Is it okay for the studwalls to be going on the three crosspieces as indicated? 12 screws per studwall (4 per plat)? Will these last through a couple shows? I suppose we can always move the screw holes if they loosen up.

Also, for assembly, we can attach the studwalls while the lower height platforms are upside down and then flip, but I am betting we will need to crawl under the 3 foot high platforms to screw upward, because there won't be a good way to flip those.

Either way I know this will be a lot faster than putting 120 bolts on 60 legs and ending up with "carriage bolt hell" after a few shows... so glad I avoided that!

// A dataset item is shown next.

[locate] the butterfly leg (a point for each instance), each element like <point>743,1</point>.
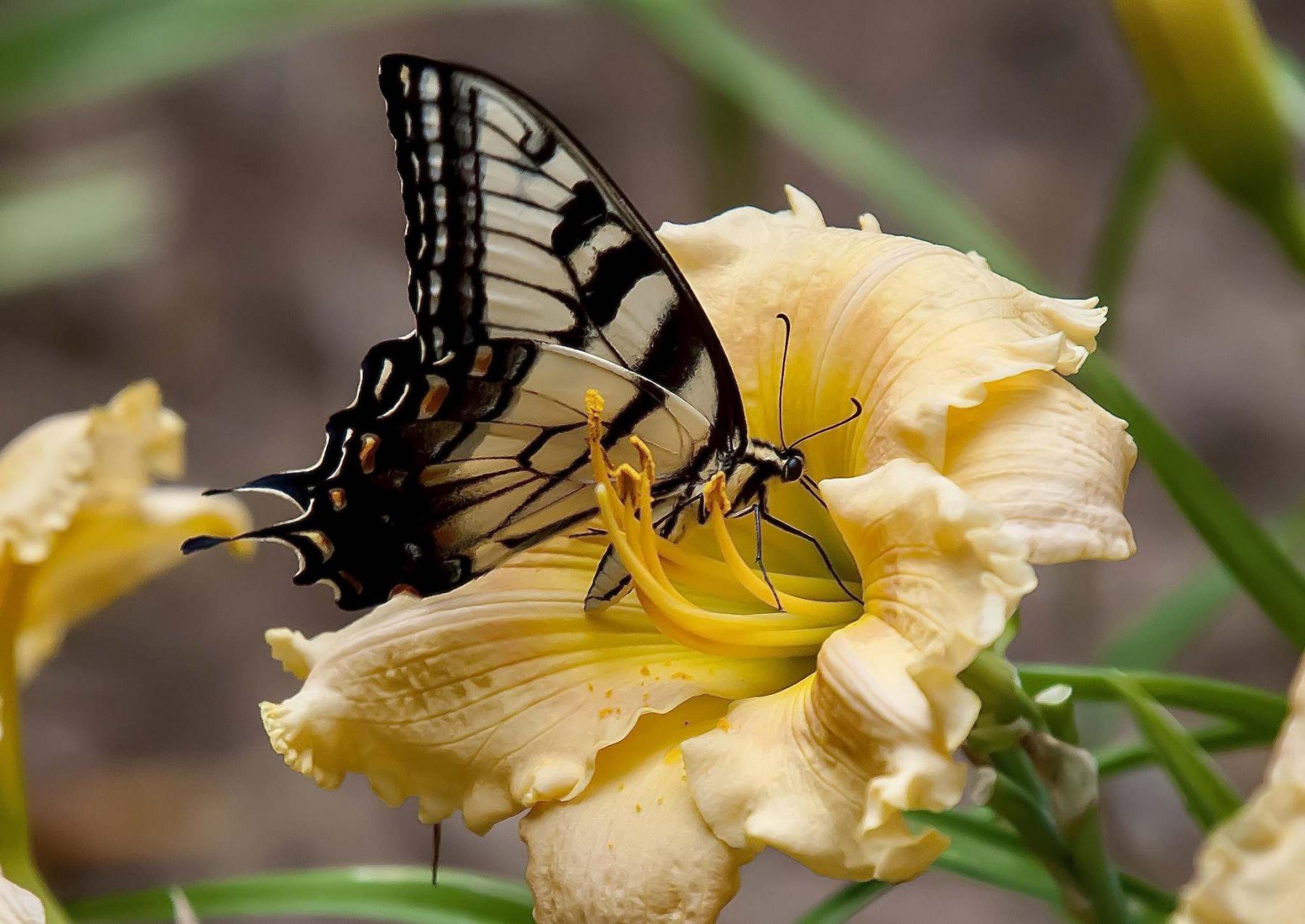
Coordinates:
<point>829,564</point>
<point>758,512</point>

I think that I am getting closer to not needing to ask any more questions regarding this - hopefully my slightly bowing platforms will make it through - thanks guys.


----------



## kicknargel (Jan 12, 2010)

Looks OK to me, just make sure to run diagonal bracing between the studwalls (up and down on your picture) as well as within each one.


----------



## Van (Jan 12, 2010)

motek said:


> Thanks for helping, gentlemen - I have really learned a lot. Nicholas, I agree that there is nothing better than live help. I have been leaving no question unasked, so I'm sure I am sounding like a complete beginner. And compared to you all, I know that I am. Nonetheless, I did a lot of research online and still felt the need to ask some of these questions; I hope that this thread will be useful to other forum users in the future. I have not used studwalls before; nor have I done a traveling show - thank you for putting up with my questions..


 That's exactly why we do what we do here ! So keep asking!


motek said:


> Anyways - I will be switching to studwalls made out of 2x4's, using diagonal crossbracing as mentioned, with the top plate screwed to the 2x4 framing of the platforms.
> 
> This image shows the basic design I am going with:
> 
> ...


 That diagram is an excellent example of how it shoud be done. Again, however, I'll state that you can save money and weight by constructing your stud walls from 1x4 but if you have 2x on hand more power to ya. Oh and screw the 16" centers for studs go for 18 or 24" o.c. again saves weight, and more simply isn't needed for most scenic construction.


----------